For instance, GPT-4.1 improved from 75.5 to 82.2 average score with EAGLET, and GPT-5 rose from 84.5 to 88.1, despite already being strong performers.

In some benchmarks, performance gains were as high as +11.8 points, such as when combining EAGLET with the ETO executor method on ALFWorld unseen tasks.

Compared to other planning baselines like MPO, EAGLET consistently delivered higher task completion rates. For example, on ALFWorld unseen tasks with GPT-4.1, MPO achieved 79.1, while EAGLET scored 83.6—a +4.5 point advantage.

Additionally, the paper reports that agents using EAGLET complete tasks in fewer steps on average. With GPT-4.1 as executor, average step count dropped from 13.0 (no planner) to 11.1 (EAGLET). With GPT-5, it dropped from 11.4 to 9.4, supporting the claim of improved execution efficiency.

Efficiency Gains in Training and Execution

Compared to RL-based methods like GiGPO, which can require hundreds of training iterations, EAGLET achieved better or comparable results with roughly one-eighth the training effort.

This efficiency also carries over into execution: agents using EAGLET typically needed fewer steps to complete tasks. This translates into reduced inference time and compute cost in production scenarios.

No Public Code—Yet

As of the version submitted to arXiv, the authors have not released an open-source implementation of EAGLET. It is unclear if or when the code will be released, under what license, or how it will be maintained, which may limit the near-term utility of the framework for enterprise deployment.

VentureBeat has reached out to the authors to clarify these points and will update this piece when we hear back.

Enterprise Deployment Questions Remain

While the planner is described as plug-and-play, it remains unclear whether EAGLET can be easily integrated into popular enterprise agent frameworks such as LangChain or AutoGen, or if it requires a custom stack to support plan-execute separation.

Similarly, the training setup leverages multiple executor agents, which may be difficult to replicate in enterprise environments with limited model access. VentureBeat has asked the researchers whether the homologous consensus filtering method can be adapted for teams that only have access to one executor model or limited compute resources.
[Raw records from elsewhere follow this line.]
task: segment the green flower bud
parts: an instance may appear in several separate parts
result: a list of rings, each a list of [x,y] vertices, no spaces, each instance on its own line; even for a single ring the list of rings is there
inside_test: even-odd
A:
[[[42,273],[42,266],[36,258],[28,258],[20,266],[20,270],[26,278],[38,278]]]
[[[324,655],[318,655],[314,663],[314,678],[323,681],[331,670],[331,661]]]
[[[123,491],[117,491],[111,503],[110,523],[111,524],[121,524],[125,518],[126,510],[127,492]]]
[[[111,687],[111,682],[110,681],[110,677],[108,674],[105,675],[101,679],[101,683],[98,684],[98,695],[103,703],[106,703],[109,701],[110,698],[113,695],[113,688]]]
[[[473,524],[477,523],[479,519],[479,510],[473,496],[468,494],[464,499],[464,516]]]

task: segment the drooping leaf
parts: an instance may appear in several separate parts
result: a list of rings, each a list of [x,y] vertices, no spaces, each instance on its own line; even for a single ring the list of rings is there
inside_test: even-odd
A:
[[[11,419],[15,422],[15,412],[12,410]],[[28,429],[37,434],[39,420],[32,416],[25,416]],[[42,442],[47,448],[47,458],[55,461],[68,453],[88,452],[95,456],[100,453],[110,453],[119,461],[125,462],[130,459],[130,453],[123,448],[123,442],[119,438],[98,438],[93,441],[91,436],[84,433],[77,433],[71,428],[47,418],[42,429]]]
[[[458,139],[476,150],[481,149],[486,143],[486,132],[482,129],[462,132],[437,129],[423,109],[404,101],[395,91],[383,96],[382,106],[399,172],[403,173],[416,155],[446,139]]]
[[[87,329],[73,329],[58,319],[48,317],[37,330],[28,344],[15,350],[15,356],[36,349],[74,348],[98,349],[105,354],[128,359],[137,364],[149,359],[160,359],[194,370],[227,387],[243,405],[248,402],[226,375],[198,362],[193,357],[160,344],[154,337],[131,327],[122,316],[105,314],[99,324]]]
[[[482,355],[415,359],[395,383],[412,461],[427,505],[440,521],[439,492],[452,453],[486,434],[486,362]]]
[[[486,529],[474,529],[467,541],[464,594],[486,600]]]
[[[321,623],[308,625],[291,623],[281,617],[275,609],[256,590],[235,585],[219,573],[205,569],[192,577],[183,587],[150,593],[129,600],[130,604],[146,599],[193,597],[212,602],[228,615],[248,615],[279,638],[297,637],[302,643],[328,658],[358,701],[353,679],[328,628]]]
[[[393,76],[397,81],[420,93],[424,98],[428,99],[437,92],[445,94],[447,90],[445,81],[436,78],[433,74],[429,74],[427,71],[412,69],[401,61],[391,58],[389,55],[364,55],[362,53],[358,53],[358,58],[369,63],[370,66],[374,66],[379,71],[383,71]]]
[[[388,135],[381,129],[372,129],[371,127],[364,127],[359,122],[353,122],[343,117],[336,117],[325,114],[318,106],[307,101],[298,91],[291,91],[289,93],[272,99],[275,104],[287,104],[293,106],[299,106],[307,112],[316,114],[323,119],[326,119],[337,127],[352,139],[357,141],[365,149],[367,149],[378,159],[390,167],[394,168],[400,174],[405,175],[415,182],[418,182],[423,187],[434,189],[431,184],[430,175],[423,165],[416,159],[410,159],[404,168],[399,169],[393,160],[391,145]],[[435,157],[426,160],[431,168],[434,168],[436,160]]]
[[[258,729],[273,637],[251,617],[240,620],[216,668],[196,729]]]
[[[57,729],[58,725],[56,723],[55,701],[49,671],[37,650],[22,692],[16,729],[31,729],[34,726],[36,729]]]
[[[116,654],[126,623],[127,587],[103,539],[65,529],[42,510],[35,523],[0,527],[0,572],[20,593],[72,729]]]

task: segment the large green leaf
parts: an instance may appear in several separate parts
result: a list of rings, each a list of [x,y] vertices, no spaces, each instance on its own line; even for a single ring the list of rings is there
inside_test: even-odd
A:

EAGLET’s authors report success across model types and sizes, but it is not yet known what the minimal viable model scale is for practical deployment. For example, can enterprise teams use the planner effectively with sub-10B parameter open models in latency-sensitive environments? Additionally, the framework may offer industry-specific value in domains like customer support or IT automation, but it remains to be seen how easily the planner can be fine-tuned or customized for such verticals.
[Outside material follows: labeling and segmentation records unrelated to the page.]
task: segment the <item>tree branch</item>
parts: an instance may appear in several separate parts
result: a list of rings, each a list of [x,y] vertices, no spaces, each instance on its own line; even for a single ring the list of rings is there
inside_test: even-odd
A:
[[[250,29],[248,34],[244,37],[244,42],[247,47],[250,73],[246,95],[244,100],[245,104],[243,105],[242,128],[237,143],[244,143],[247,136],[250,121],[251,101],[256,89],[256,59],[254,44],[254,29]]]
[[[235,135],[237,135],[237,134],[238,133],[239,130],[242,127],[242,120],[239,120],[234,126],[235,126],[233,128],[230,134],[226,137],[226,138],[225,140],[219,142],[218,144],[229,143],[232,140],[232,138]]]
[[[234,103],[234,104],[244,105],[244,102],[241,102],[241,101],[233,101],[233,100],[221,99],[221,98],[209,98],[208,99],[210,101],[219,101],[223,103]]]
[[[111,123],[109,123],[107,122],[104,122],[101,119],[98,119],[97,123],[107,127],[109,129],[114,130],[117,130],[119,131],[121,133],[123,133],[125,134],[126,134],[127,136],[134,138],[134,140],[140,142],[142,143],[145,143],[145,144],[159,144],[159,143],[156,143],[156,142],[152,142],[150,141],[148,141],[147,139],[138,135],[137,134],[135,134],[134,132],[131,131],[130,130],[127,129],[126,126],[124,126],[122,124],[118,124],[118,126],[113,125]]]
Real-Time vs. Pre-Generated Planning

Another open question is how EAGLET is best deployed in practice. Should the planner operate in real-time alongside executors within a loop, or is it better used offline to pre-generate global plans for known task types? Each approach has implications for latency, cost, and operational complexity. VentureBeat has posed this question to the authors and will report any insights that emerge.

Strategic Tradeoffs for Enterprise Teams

For technical leaders at medium-to-large enterprises, EAGLET represents a compelling proof of concept for improving the reliability and efficiency of LLM agents. But without public tooling or implementation guidelines, the framework still presents a build-versus-wait decision. Enterprises must weigh the potential gains in task performance and efficiency against the costs of reproducing or approximating the training process in-house.

Potential Use Cases in Enterprise Settings

For enterprises developing agentic AI systems—especially in environments requiring stepwise planning, such as IT automation, customer support, or online interactions—EAGLET offers a template for how to incorporate planning without retraining. Its ability to guide both open- and closed-source models, along with its efficient training method, may make it an appealing starting point for teams seeking to improve agent performance with minimal overhead.